In the study, researchers from the Public Health Informatics, Computational and Operations Research (PHICOR) group, the CUNY Graduate School of Public Health and Health Policy (CUNY SPH), and the National School of Tropical Medicine at Baylor College of Medicine (BCM) show that having a universal vaccine at the start of the pandemic would have had substantial health and economic benefits under almost all scenarios tested. The study was published Jan. 11 in the Lancet’s eClinicalMedicine.

In order to determine the value of investing in developing and stockpiling a universal coronavirus vaccine, the team developed a computational model that simulated the entire U.S. population, the introduction and spread of a novel coronavirus like SARS-CoV-2 in 2020 and the resulting health (e.g., infections, hospitalizations) and economic (e.g., direct medical costs, productivity losses) outcomes.
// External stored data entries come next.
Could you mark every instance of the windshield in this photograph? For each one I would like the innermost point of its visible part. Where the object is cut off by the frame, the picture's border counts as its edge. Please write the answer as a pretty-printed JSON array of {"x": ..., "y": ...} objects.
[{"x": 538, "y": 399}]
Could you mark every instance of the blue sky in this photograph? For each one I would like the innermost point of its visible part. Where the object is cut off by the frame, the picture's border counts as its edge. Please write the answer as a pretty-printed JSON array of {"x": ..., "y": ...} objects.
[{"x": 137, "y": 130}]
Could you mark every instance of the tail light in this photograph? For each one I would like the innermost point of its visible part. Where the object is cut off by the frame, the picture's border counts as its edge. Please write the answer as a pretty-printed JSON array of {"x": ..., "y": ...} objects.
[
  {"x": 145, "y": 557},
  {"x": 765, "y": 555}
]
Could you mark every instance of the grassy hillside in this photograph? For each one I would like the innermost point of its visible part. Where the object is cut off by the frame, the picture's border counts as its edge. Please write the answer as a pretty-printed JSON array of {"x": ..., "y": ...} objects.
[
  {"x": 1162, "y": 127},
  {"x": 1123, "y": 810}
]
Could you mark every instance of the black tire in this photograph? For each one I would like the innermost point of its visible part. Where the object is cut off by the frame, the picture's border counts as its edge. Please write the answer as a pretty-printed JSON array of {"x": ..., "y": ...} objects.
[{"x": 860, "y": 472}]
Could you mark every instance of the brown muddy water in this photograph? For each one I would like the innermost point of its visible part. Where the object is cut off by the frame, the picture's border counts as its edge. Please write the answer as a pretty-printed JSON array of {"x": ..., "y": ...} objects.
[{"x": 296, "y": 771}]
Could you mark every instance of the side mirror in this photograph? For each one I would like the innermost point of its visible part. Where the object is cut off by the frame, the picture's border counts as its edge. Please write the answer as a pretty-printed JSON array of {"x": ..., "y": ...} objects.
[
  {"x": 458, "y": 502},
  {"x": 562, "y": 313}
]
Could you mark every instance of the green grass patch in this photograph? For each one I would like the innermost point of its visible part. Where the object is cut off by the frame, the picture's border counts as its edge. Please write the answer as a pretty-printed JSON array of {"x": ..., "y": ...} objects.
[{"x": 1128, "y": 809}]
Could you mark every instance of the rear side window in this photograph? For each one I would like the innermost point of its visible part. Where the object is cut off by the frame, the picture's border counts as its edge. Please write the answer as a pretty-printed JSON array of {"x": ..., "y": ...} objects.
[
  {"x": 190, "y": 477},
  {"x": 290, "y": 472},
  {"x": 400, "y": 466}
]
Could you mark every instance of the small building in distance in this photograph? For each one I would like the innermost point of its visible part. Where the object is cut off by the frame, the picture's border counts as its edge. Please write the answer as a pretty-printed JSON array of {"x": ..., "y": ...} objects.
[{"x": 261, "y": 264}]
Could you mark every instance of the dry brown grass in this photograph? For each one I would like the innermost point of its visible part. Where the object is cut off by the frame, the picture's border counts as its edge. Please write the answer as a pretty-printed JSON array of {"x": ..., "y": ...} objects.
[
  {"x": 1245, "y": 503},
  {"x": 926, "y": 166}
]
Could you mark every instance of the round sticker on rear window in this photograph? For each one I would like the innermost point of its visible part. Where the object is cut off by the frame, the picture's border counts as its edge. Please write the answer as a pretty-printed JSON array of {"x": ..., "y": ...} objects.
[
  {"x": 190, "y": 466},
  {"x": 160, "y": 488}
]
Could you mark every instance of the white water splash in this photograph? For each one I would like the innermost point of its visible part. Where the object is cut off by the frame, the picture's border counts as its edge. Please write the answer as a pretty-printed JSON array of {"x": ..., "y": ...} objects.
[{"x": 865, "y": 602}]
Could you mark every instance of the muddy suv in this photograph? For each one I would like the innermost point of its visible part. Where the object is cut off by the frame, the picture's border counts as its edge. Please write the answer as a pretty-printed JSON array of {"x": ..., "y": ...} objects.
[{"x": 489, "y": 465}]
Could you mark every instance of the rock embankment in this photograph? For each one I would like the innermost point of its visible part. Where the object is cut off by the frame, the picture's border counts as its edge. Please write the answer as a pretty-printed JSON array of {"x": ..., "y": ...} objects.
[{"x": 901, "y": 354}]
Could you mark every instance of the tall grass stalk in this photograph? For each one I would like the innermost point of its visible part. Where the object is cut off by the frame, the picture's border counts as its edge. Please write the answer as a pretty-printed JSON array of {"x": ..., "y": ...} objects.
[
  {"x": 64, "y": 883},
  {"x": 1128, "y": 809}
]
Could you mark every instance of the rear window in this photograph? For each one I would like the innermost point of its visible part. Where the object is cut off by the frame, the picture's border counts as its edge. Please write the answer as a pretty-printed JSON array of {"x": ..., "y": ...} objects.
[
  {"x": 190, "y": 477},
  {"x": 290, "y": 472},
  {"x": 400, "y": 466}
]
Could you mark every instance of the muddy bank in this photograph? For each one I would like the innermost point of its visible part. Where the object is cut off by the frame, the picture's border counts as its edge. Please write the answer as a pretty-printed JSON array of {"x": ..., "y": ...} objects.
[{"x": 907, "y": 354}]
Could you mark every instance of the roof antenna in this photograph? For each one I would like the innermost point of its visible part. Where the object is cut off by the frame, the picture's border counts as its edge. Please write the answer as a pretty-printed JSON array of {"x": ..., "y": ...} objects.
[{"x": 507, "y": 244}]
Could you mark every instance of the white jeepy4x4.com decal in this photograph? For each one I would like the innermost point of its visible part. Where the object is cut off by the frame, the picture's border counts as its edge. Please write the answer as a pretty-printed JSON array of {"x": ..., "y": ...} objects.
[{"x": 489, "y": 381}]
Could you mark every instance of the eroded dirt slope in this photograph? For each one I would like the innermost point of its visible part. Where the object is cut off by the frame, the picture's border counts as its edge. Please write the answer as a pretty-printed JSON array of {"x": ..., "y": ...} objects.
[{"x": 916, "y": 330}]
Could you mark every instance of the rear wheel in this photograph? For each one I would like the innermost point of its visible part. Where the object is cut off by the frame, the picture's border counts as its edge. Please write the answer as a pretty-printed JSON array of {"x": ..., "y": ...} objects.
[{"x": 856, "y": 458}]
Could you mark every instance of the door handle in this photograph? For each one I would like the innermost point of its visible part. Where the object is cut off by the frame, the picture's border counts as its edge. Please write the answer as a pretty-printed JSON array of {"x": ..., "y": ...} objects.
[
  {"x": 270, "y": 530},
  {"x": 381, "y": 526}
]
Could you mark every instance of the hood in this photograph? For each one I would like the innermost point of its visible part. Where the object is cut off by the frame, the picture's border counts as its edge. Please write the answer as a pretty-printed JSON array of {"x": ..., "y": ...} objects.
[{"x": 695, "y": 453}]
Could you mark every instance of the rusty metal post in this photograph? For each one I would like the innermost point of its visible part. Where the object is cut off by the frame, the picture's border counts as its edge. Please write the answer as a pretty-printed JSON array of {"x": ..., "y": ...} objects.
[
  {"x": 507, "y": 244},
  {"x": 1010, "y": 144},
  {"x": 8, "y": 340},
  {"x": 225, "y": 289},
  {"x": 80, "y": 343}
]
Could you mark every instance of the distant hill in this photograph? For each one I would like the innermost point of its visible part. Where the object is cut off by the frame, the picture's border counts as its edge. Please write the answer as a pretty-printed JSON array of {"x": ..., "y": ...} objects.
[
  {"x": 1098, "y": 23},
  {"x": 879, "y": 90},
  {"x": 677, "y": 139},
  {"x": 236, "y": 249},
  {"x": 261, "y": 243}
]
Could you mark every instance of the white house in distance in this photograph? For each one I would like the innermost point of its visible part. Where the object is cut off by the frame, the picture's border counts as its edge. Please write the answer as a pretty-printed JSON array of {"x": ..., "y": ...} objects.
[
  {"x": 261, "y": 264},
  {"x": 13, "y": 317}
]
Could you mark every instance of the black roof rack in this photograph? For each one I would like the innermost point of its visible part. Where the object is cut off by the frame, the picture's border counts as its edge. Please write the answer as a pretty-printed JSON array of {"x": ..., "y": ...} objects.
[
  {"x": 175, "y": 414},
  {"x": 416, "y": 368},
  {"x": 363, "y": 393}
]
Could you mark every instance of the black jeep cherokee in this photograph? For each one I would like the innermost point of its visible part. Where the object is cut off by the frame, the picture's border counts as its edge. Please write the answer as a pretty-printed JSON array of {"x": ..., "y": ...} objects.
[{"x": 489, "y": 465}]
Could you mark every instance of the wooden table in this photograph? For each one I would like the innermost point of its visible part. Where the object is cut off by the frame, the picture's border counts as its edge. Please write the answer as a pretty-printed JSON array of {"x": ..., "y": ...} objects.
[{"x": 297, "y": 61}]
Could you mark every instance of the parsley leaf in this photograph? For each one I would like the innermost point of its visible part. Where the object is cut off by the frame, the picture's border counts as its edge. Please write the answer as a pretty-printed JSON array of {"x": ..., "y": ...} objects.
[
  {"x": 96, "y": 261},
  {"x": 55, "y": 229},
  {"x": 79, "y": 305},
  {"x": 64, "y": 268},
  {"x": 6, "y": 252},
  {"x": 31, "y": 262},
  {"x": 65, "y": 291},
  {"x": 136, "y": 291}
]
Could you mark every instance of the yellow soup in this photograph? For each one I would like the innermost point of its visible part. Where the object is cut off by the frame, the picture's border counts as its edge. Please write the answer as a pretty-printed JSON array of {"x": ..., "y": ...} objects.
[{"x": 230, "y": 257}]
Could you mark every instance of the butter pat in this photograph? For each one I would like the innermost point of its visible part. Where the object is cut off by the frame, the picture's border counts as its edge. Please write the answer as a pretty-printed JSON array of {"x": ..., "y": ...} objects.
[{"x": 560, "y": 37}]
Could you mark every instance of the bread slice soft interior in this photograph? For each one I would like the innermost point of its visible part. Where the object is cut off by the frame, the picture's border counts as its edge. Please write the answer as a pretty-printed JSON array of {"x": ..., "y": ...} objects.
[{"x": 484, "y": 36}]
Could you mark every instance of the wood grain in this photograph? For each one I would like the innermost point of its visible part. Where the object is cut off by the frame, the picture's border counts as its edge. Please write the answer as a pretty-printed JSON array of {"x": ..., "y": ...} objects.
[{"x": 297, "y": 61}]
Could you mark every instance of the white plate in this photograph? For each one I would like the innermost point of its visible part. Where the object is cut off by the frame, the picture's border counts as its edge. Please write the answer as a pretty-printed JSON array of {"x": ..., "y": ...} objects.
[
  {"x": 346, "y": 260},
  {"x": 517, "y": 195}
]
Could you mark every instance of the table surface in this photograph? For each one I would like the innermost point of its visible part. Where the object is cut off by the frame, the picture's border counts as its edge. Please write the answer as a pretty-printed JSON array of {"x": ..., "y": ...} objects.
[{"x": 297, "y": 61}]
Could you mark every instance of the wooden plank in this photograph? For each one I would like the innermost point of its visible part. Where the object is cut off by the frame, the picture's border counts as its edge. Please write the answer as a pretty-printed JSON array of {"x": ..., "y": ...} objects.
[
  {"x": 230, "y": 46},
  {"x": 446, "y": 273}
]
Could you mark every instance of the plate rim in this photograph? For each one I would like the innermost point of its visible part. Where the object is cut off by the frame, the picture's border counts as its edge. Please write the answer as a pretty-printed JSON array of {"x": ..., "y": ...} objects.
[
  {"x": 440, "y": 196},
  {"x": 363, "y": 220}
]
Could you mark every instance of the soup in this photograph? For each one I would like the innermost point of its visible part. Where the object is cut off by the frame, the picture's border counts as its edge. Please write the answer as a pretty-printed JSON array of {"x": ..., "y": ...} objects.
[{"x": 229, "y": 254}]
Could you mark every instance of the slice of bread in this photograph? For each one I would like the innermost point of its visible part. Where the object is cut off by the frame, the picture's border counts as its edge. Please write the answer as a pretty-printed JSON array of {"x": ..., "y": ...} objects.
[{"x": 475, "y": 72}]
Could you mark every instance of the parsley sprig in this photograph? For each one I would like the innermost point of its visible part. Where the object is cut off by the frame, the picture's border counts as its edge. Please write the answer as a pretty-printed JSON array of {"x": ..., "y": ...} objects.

The experiments simulated what would happen if a universal coronavirus vaccine was available at the start of the COVID-19 pandemic.

Vaccinating with a universal coronavirus vaccine as a standalone intervention (e.g., no face mask use or social distancing) was cost-saving even when its efficacy was as low as 10% and only 10% of the U.S. population received the vaccine. For example, when a universal coronavirus vaccine has 10% efficacy, vaccinating a quarter of the U.S. population within two months of the start of the pandemic averts an average of 14.6 million infections and saves over $27 billion in direct medical costs. Such low vaccine coverage at the start of the pandemic could occur if a vaccine were only made available to certain high-risk subpopulations (e.g., 65 years and older, those with weakened immune systems, frontline workers), similar to the approach when mRNA vaccines became available in December 2020.